CSC2125:  Modeling Methods, Tools and Techniques

Winter 2018

Course Overview


 

Objectives

 

Model-based software engineering (MBSE) is an approach to software development in which software models play a primary and indispensible role.  MBSE allows developers to work and reason about software requirements, design, and correctness at higher levels of abstraction, and to automatically generate implementations, deployments, and other artifacts.  MBSE has been successfully applied in several industries (automotive, aeronautic, information systems), in defining software product lines and in system safety assurance (albeit often in an ad-hoc fashion).
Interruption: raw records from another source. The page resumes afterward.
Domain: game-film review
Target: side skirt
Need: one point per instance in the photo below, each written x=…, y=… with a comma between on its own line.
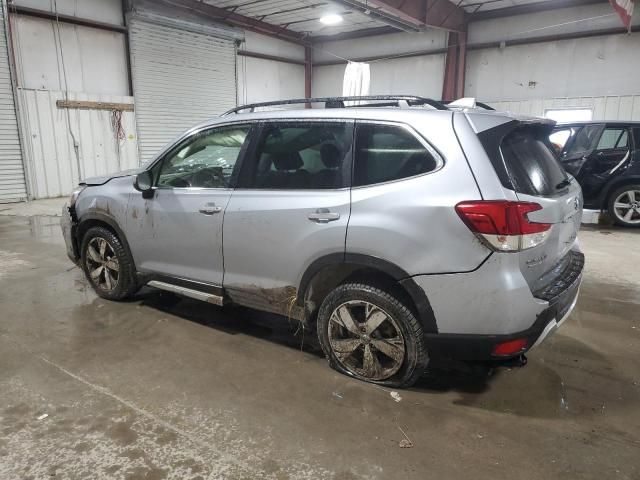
x=189, y=288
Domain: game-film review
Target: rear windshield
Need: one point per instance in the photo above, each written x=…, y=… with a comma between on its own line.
x=531, y=163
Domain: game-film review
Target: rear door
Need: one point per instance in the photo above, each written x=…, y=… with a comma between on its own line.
x=538, y=177
x=291, y=207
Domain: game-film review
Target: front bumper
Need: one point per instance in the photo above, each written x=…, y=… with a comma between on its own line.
x=562, y=296
x=68, y=226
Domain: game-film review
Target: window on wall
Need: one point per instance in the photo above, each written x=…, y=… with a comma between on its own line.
x=561, y=115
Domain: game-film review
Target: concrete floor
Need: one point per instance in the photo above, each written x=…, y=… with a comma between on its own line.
x=162, y=387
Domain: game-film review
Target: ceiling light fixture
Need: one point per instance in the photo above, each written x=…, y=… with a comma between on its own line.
x=331, y=19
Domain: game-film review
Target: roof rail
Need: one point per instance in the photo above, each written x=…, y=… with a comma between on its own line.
x=467, y=103
x=339, y=102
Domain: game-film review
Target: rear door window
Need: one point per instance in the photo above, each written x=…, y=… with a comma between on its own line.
x=390, y=152
x=302, y=156
x=531, y=162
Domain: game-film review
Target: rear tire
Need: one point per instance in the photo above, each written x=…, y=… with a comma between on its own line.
x=107, y=264
x=624, y=206
x=369, y=334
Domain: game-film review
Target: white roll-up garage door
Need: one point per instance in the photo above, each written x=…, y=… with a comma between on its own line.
x=12, y=185
x=180, y=78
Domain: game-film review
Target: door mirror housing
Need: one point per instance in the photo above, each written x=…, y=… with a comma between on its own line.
x=144, y=183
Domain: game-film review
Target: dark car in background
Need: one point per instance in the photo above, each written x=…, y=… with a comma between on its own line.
x=604, y=157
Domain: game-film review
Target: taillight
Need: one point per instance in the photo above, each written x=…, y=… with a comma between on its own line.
x=504, y=225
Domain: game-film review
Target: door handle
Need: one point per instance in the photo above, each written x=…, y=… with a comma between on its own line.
x=323, y=215
x=210, y=209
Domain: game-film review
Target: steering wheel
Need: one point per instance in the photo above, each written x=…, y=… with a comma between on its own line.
x=208, y=177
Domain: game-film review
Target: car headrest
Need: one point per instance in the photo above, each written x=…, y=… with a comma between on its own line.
x=330, y=155
x=288, y=161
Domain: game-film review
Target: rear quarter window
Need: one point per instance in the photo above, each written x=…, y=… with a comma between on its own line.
x=386, y=153
x=531, y=164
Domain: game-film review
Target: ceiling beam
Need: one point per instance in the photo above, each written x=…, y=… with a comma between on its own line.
x=528, y=8
x=426, y=13
x=241, y=21
x=365, y=32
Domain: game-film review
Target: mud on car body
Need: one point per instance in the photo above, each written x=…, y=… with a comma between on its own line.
x=404, y=231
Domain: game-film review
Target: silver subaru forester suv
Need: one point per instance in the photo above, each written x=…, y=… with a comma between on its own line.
x=400, y=228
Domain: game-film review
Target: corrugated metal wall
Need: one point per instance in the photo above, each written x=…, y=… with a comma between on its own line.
x=180, y=78
x=50, y=152
x=604, y=108
x=12, y=184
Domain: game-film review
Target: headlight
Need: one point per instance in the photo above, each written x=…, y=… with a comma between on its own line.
x=74, y=195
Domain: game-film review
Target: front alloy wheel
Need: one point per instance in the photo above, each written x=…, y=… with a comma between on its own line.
x=107, y=264
x=102, y=264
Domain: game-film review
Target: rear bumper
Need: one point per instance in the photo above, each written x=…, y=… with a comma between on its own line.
x=68, y=226
x=561, y=296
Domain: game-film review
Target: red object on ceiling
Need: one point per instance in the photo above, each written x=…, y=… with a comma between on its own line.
x=624, y=9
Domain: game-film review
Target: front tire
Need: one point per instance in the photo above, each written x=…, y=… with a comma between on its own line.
x=370, y=334
x=624, y=206
x=107, y=264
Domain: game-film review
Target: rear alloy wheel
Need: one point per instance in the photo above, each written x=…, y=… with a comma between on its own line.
x=624, y=206
x=107, y=265
x=369, y=334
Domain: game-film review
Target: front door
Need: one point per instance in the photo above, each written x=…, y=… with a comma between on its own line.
x=178, y=232
x=291, y=207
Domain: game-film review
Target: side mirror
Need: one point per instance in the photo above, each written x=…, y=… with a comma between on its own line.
x=144, y=183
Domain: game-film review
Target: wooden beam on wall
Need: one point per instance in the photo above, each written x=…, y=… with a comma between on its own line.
x=242, y=21
x=308, y=73
x=87, y=105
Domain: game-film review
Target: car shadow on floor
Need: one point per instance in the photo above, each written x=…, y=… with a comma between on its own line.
x=235, y=320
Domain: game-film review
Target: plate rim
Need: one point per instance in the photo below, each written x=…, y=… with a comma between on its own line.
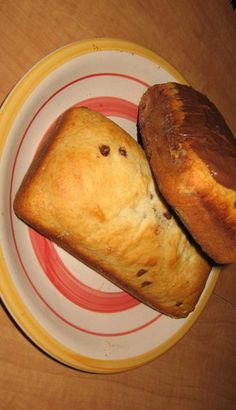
x=8, y=292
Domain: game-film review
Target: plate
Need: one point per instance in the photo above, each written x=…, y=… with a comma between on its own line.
x=68, y=310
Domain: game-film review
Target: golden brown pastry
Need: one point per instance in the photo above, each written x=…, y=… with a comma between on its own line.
x=192, y=153
x=91, y=191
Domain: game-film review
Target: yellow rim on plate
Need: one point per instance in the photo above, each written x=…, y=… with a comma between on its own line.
x=8, y=290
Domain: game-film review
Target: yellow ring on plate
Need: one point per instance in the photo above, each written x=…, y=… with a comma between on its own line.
x=8, y=291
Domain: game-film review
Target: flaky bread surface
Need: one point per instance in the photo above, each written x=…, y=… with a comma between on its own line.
x=90, y=190
x=190, y=147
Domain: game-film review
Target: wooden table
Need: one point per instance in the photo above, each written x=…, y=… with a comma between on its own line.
x=199, y=39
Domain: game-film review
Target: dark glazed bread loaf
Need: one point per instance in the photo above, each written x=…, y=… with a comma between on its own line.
x=192, y=153
x=91, y=191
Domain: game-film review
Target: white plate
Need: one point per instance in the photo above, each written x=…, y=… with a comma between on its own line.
x=68, y=310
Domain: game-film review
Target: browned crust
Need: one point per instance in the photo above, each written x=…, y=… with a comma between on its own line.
x=25, y=211
x=207, y=208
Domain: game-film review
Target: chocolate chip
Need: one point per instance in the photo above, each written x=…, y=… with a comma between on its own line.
x=122, y=151
x=141, y=272
x=105, y=150
x=145, y=283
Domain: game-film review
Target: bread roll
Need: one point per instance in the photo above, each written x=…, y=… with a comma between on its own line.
x=192, y=153
x=90, y=190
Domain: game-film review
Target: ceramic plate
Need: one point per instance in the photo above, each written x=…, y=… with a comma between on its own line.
x=65, y=308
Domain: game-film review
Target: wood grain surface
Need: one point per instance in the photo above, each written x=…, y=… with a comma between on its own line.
x=198, y=38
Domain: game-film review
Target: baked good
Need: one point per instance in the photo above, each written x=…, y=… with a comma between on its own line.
x=192, y=153
x=90, y=190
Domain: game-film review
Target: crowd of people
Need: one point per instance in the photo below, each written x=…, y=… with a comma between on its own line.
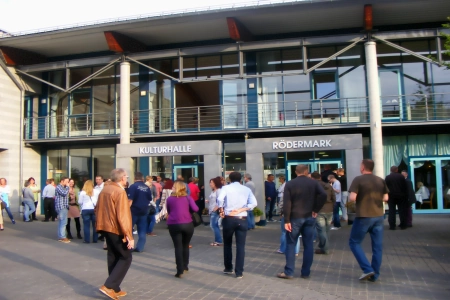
x=308, y=206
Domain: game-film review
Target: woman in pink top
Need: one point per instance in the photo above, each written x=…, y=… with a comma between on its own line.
x=179, y=207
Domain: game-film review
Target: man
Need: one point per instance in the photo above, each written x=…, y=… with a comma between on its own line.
x=250, y=216
x=369, y=192
x=271, y=196
x=411, y=198
x=396, y=184
x=235, y=200
x=336, y=185
x=48, y=194
x=303, y=199
x=344, y=193
x=62, y=208
x=114, y=221
x=140, y=196
x=324, y=216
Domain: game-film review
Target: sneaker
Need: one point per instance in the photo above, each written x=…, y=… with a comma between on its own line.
x=366, y=275
x=109, y=292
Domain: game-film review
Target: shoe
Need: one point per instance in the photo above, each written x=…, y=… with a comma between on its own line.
x=284, y=276
x=366, y=275
x=228, y=272
x=121, y=294
x=108, y=292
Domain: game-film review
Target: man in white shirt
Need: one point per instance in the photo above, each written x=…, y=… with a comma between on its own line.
x=234, y=201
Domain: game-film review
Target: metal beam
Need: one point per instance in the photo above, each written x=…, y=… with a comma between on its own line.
x=153, y=69
x=407, y=51
x=334, y=55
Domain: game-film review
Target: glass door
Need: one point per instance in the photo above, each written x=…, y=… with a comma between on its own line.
x=391, y=91
x=430, y=177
This course will look at the state of the art of MBSE and its future research directions.

Assumed Background

 

An interest (and/or background) in the theory and practice of software development.  Some knowledge of software modelling (e.g., UML) and Eclipse (specifically, EMF) is beneficial but not necessary.


List of Topics

Modelling Notations 
Modelling paradigms, domain-specific notations, meta-modelling, grammars, semantics

Mega Models and Model Management
Relationships between models and megamodels, relating heterogeneous models, model operations (e.g., merge, composition, match, slice, diff)

Analysis and Verification
Consistency and completeness, model simulation, constraint solving, model checking

Model Transformations
Code generation, generative programming, model-to-model transformations, abstraction/refinement, model synthesis, model visualization

Other Topics
Models@Runtime, modeling and analyzing product lines, modeling of adaptive systems, biological and cyberphysical systems, system safety and security, combining modeling and machine learning.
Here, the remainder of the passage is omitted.